Alex Martsinovich

Software Engineer
Home Posts Github LinkedIn

Do Repeat Yourself

The conventional wisdom stemming from the famous DRY (Don't Repeat Yourself) principle is that if you notice yourself copying code around, it's a smell. And I agree. Mostly. More often than not. Listen, it's complicated. I think this is a good principle, but even a perfectly functioning analog clock can be wrong for half a year, okay?

One of the few strong opinions I have is that it's not only acceptable but highly desirable to copy code around when you're writing tests. And this has very little to do with the code itself; it's mostly a people thing.

Sorry, tests

Let me tell you a little about myself. Before I discovered Elixir and decided that this language was actually nice enough to make it my full-time job, I was a test engineer. I was testing things for a living. I still wrote code, but that was all test code. And I was writing a lot of it. Not only I, but other test engineers were writing it too. And even regular developers. Sometimes.

When all you write is tests, all your engineering ambitions are funneled into making them good, in a conventional sense. Clean code, SOLID code, and of course, DRY code. But if you work long enough, you at some point face an inevitable question: if our tests are so good, why don't developers write it more often? They certainly have the skills; they deal with much more complex code every day. And this is when I had a simple revelation:

  1. People see tests as fundamentally secondary part of the codebase.
  2. Dealing with test code is, therefore, a chore that people will actively try to avoid.

This is it. That's the harsh truth. The content of the lib/ folder is just not the same as what's inside the test/ folder.

"But TDD," I hear you saying. "It's very popular; people love tests and see value in them." Of course! A lot of people love writing tests. Writing. Write-time is the honeymoon phase for a test; it's when it's being cared for the most. Unfortunately, it's all downhill from there. They will never see the same treatment again, not even from their own creator.

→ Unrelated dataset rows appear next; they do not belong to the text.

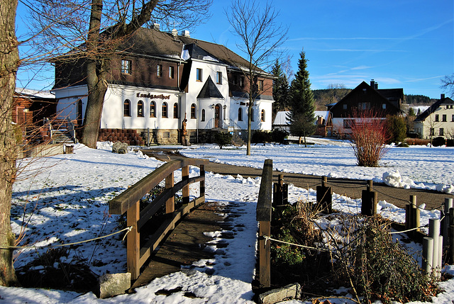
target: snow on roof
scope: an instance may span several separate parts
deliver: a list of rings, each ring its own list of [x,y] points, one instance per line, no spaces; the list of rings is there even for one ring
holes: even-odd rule
[[[314,116],[316,118],[316,119],[318,117],[321,116],[325,120],[328,120],[328,114],[329,114],[328,111],[316,111],[314,113]]]
[[[275,118],[275,122],[273,123],[274,125],[288,125],[289,124],[289,120],[287,118],[287,113],[290,113],[290,111],[279,111],[277,112],[277,113],[276,114],[276,118]]]
[[[50,91],[37,91],[31,89],[16,88],[16,93],[29,97],[39,97],[43,98],[55,98],[55,95]]]

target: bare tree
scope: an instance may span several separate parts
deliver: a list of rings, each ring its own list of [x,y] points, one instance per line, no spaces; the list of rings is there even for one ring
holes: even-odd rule
[[[265,5],[255,0],[233,0],[230,10],[226,12],[232,33],[240,38],[238,48],[246,55],[247,67],[238,67],[248,84],[248,146],[246,154],[250,155],[251,122],[253,106],[259,94],[257,81],[259,77],[270,77],[264,70],[270,68],[275,61],[282,43],[287,40],[288,29],[277,23],[279,12],[270,2]]]
[[[88,100],[82,142],[96,148],[110,59],[117,47],[143,26],[199,24],[209,16],[212,0],[37,1],[41,8],[32,13],[35,27],[43,34],[39,41],[50,41],[54,49],[55,43],[65,45],[67,52],[58,60],[84,64]]]
[[[16,179],[16,143],[11,110],[19,64],[16,38],[17,0],[0,1],[0,285],[17,284],[12,261],[15,237],[11,232],[10,210]]]
[[[441,88],[447,90],[448,94],[451,96],[454,96],[454,73],[450,75],[446,75],[441,79]]]

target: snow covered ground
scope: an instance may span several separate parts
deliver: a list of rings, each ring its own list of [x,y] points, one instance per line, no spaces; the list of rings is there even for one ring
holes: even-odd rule
[[[263,161],[273,160],[273,169],[283,172],[326,176],[332,178],[373,180],[402,188],[437,190],[454,194],[454,148],[388,146],[388,152],[378,168],[356,165],[350,145],[342,141],[308,138],[304,145],[257,145],[251,155],[245,148],[219,150],[206,145],[187,149],[181,154],[189,157],[209,158],[221,164],[262,168]]]
[[[273,159],[275,169],[333,177],[370,179],[377,181],[383,175],[392,176],[393,182],[401,179],[401,186],[440,188],[453,193],[454,165],[452,148],[416,147],[407,149],[391,147],[383,159],[384,167],[365,169],[355,164],[351,147],[345,143],[304,148],[299,145],[254,146],[253,155],[245,156],[245,150],[219,150],[216,146],[192,147],[184,153],[193,157],[209,157],[210,160],[261,168],[265,159]],[[23,231],[19,244],[43,246],[67,244],[108,235],[118,230],[118,216],[109,215],[109,201],[116,195],[150,173],[162,163],[144,156],[141,152],[116,154],[108,143],[99,145],[98,150],[79,145],[74,154],[62,154],[40,159],[26,159],[19,180],[14,184],[11,225],[16,235]],[[395,172],[399,171],[399,174]],[[196,174],[197,168],[191,174]],[[331,174],[331,175],[330,175]],[[180,177],[176,174],[176,180]],[[385,174],[386,175],[386,174]],[[91,293],[80,295],[74,292],[0,287],[0,298],[4,303],[252,303],[250,282],[254,276],[257,222],[255,206],[260,178],[206,174],[206,199],[223,204],[234,204],[242,209],[241,216],[235,218],[233,225],[243,229],[236,232],[233,240],[223,240],[229,245],[224,254],[216,255],[211,261],[199,261],[192,267],[156,279],[146,286],[137,288],[137,293],[111,299],[99,300]],[[289,199],[315,200],[315,191],[289,187]],[[197,194],[197,186],[191,193]],[[360,200],[333,195],[333,207],[338,210],[357,212]],[[394,220],[404,222],[404,212],[382,201],[380,212]],[[23,211],[26,210],[26,216]],[[429,218],[439,216],[438,211],[421,210],[421,224]],[[26,225],[24,225],[24,223]],[[207,231],[214,237],[214,243],[220,241],[221,232]],[[103,239],[101,242],[84,243],[72,249],[68,261],[74,257],[94,263],[92,270],[101,275],[126,271],[126,247],[121,244],[123,234]],[[207,248],[212,248],[208,247]],[[15,252],[15,267],[20,268],[35,259],[45,249],[24,249]],[[241,261],[241,262],[238,262]],[[207,263],[209,261],[209,263]],[[209,266],[207,266],[209,265]],[[206,271],[207,269],[211,269]],[[454,274],[454,269],[447,271]],[[446,291],[439,295],[436,303],[452,303],[454,298],[454,280],[440,283]],[[160,289],[181,287],[179,292],[170,295],[157,295]],[[192,292],[198,298],[184,295]],[[345,300],[331,300],[332,303],[345,303]],[[289,303],[301,303],[289,301]]]

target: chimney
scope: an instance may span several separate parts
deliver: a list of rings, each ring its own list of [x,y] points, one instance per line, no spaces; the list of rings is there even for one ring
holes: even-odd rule
[[[178,35],[178,30],[176,28],[174,28],[173,30],[172,30],[172,35],[173,36],[174,38],[176,38],[177,36]]]

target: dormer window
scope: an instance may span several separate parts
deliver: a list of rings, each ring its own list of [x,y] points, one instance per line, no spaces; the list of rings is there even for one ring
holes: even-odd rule
[[[162,64],[157,64],[157,77],[162,77]]]
[[[201,81],[202,79],[201,79],[201,69],[197,69],[196,70],[196,80],[197,81]]]
[[[121,74],[131,75],[132,62],[131,60],[121,60]]]
[[[222,84],[222,72],[216,72],[216,83],[218,84]]]

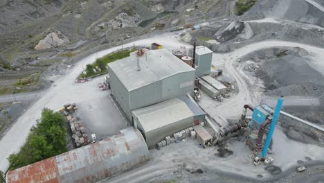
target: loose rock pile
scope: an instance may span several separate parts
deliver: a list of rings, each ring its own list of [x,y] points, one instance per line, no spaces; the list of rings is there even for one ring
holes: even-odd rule
[[[172,137],[170,136],[166,137],[165,140],[156,143],[156,148],[160,149],[161,148],[170,145],[174,142],[177,143],[189,137],[191,137],[192,139],[196,138],[196,132],[194,131],[194,129],[192,127],[186,128],[179,132],[174,133]]]
[[[72,138],[77,148],[81,147],[89,143],[87,129],[83,126],[83,123],[77,118],[73,117],[74,113],[78,110],[75,104],[64,105],[62,113],[66,116],[67,122],[72,132]]]

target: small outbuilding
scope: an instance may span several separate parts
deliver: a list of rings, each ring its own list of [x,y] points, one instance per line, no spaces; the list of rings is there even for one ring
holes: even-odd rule
[[[152,148],[167,136],[194,125],[194,113],[187,104],[174,98],[132,112],[134,127]]]
[[[206,82],[210,85],[216,89],[221,94],[225,94],[227,92],[227,87],[225,87],[223,84],[222,84],[218,80],[213,78],[210,76],[206,76],[201,77],[201,79],[204,80]]]

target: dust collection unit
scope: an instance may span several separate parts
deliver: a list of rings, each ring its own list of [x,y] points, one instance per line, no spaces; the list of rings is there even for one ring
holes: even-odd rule
[[[266,104],[255,107],[245,105],[240,121],[222,129],[213,144],[224,143],[233,137],[244,137],[253,151],[254,164],[257,166],[262,161],[266,164],[271,164],[273,159],[267,157],[267,154],[272,145],[272,136],[282,103],[283,99],[278,98],[274,110]],[[251,121],[246,118],[248,109],[253,112]]]

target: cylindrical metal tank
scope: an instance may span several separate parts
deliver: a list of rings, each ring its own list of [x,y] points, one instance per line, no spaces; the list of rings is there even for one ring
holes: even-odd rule
[[[95,182],[150,161],[141,132],[127,128],[96,143],[9,171],[6,182]]]
[[[192,65],[193,59],[192,57],[184,56],[181,58],[181,60],[190,67]]]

        ╭──────────────────────────╮
        │ i ain't reading all that │
        ╰──────────────────────────╯
        ╭───────────────────────╮
        │ i'm happy for you tho │
        ╰───────────────────────╯
        ╭────────────────────────╮
        │ or sorry that happened │
        ╰────────────────────────╯
╭────────╮
│ (⌐■_■) │
╰────────╯
A common reaction to mix test output.

Copy copy copy

But what does it have to do with DRY? The thing is, we know that tests are immensely useful, so we need to reduce our own aversion to them as much as possible. And one of the ways to make it easier is to ditch DRY and indulge in self-repetition. Here's an incomplete list of well-intended things people often overuse:

  1. Extracting common parts into helper functions
  2. Sharing sophisticated setup between tests
  3. Using third-party testing libraries with a steep learning curve

Next time you are tempted to create a test helper, think twice. Maybe it makes total sense now. Sure, it's just one click away... No! Stop! People don't open test files because they just feel like doing it. They do it because a test fails, and by this time they're already annoyed. Not only do they not want to read more than one test at a time, they will actively avoid doing so! Every function that's defined somewhere will make their eyes roll. Every setup they need to scroll to will make them angry. And if their rushed fix to a shared setup breaks another test? They may just delete it, because code reviewers have even less incentive to read it.

When writing a test, you have to remember that this is the most effort anybody will ever put into it. Everybody else, including future you, will see this test as a burden. A time capsule with annoying ancient puzzles. So try to fill it with love instead, make a test that's easy to follow, that doesn't require any previous reading or knowledge of that fancy assert_nested_in_any_order custom function used in exactly two places throughout the codebase.

HOWEVER

Of course, you have to exercise your best judgment. I would be crazy to advocate for not having any helpers at all. Take my factories from me, and I'm helpless. Make me create a conn struct without a Phoenix helper, and I don't know how!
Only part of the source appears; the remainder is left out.